Dragon Lord (1982)
Terribly weak for the majority but finishes with an excellent final twenty minutes
19 December 2008
His father wishes that Young Dragon would be a great student and attend to his classes, but Dragon himself is full of youth and is just as interested in fighting and chasing girls. Full of arrogance and confident in his own knowledge, Dragon continues down this path until he finds that he has stumbled onto a plot to steal Chinese artefacts.

Everyone has said it before me but I will add my voice to those here that believe, for the vast majority, this is a very poor Jackie Chan film which sort of redeems itself towards the end. This surprised me because I have been watching a few early Chan movies recently and, for all their faults boring is never a word that I have had occasion to use – until now.

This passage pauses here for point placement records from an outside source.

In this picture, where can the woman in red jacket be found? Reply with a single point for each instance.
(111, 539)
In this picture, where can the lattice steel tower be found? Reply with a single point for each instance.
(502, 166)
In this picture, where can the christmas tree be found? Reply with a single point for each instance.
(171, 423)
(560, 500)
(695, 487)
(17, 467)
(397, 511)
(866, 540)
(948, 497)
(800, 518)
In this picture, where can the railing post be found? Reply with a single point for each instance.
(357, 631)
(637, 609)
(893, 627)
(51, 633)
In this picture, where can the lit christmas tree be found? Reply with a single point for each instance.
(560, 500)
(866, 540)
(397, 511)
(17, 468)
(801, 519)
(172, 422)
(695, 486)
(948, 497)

It is probably because the plot is so weak for the entire film – even by the standards set by martial arts films of the period. For the first two-thirds of the film what we get is light comedy and some sports action involving a game where you chase an egg and also a cross between football and badminton. These are interesting ideas I'm sure but they do not come off in practice, with even the impressive moves in these sequences being lost in a sea of banality. The usual bed of comedy that can normally be relied upon in Chan films is also much weaker than normal, with basic pratfalls and little in the way of witty dialogue.

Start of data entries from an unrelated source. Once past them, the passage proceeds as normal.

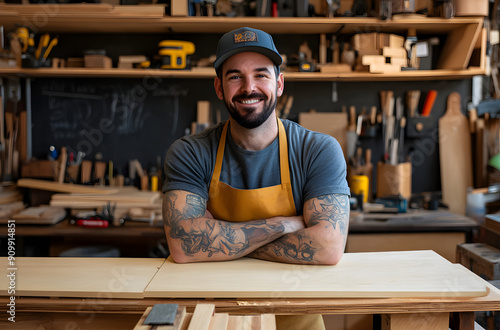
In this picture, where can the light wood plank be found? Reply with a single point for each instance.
(102, 278)
(442, 243)
(210, 74)
(392, 274)
(63, 187)
(140, 324)
(219, 321)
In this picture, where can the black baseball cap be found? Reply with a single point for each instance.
(246, 39)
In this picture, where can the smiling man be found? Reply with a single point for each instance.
(256, 185)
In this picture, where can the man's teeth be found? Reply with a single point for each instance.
(250, 101)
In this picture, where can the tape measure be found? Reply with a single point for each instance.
(174, 54)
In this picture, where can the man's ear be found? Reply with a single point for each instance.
(280, 84)
(218, 88)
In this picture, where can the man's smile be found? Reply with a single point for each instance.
(250, 101)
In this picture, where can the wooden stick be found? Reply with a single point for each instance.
(63, 157)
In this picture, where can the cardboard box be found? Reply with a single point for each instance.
(97, 61)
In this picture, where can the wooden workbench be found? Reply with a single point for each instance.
(416, 288)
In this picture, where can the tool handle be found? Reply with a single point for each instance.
(429, 102)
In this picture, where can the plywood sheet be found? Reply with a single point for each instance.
(358, 275)
(81, 277)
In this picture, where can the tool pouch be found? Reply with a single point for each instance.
(420, 126)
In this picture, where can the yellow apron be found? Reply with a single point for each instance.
(231, 204)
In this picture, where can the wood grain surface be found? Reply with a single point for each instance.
(455, 155)
(80, 277)
(358, 275)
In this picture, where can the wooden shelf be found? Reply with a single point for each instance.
(209, 74)
(102, 18)
(461, 34)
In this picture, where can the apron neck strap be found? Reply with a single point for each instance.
(283, 148)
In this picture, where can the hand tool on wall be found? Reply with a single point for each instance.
(455, 155)
(175, 54)
(429, 102)
(42, 45)
(352, 137)
(412, 99)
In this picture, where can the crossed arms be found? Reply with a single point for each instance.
(317, 237)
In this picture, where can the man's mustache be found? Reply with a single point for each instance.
(240, 97)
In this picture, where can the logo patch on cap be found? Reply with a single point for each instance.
(245, 36)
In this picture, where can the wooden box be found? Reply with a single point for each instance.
(97, 61)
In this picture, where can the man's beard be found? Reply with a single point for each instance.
(251, 120)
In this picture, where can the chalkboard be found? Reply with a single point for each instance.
(122, 119)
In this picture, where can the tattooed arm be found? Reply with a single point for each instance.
(194, 235)
(322, 242)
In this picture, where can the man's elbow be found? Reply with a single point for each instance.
(333, 253)
(177, 253)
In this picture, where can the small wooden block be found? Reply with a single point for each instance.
(203, 112)
(372, 59)
(416, 321)
(365, 41)
(219, 321)
(390, 40)
(335, 68)
(125, 66)
(201, 317)
(384, 68)
(402, 62)
(180, 323)
(97, 61)
(394, 52)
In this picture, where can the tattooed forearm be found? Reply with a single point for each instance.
(334, 209)
(300, 251)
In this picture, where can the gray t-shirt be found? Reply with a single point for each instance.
(317, 164)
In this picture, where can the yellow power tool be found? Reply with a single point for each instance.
(175, 53)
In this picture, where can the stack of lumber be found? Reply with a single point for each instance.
(204, 317)
(40, 215)
(101, 10)
(380, 52)
(11, 201)
(125, 198)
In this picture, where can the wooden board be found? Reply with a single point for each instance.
(331, 123)
(63, 187)
(102, 278)
(455, 156)
(358, 275)
(39, 215)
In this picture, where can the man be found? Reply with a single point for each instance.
(255, 185)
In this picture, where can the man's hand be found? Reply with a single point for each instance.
(194, 235)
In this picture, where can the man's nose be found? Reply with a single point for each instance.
(248, 85)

A lot of this comes from the writing but reaction shots are also weak – not down to the cast being unable to deliver but rather Chan the director not catching them. It is hard to describe but, if you wrote a list of the things that normally work in a Jackie Chan film – pretty much none of those come off here. Fortunately we do have a very strong final twenty minutes and I credit any roundly positive review with only having remembered this part of the film. It is here that finally we get a decent fight scene and it turns out to be a really good one where everything fires on all cylinders. Firstly it is shot really well and I mention that first because of the barn location making it difficult to get a good shot, but here we get good use of angles and long static shots to show that the action was not created in the edit room but on the set. It is also tough and really well choreographed with plenty of impressive and engaging moves all well pulled together. It is literally the reward for making it through the previous 70-odd minutes to get to this sequence.

So Dragon Lord as a total product deserves to be remembered as pretty poor film. The plot is weak, the comedy basic and the total delivery leaves much to be desired. Thanks goodness then for the final fight that does wash the taste out of your mouth by how much fun it all is in a generally excellent final 20 minutes that makes you wonder where this Chan was for the rest of it.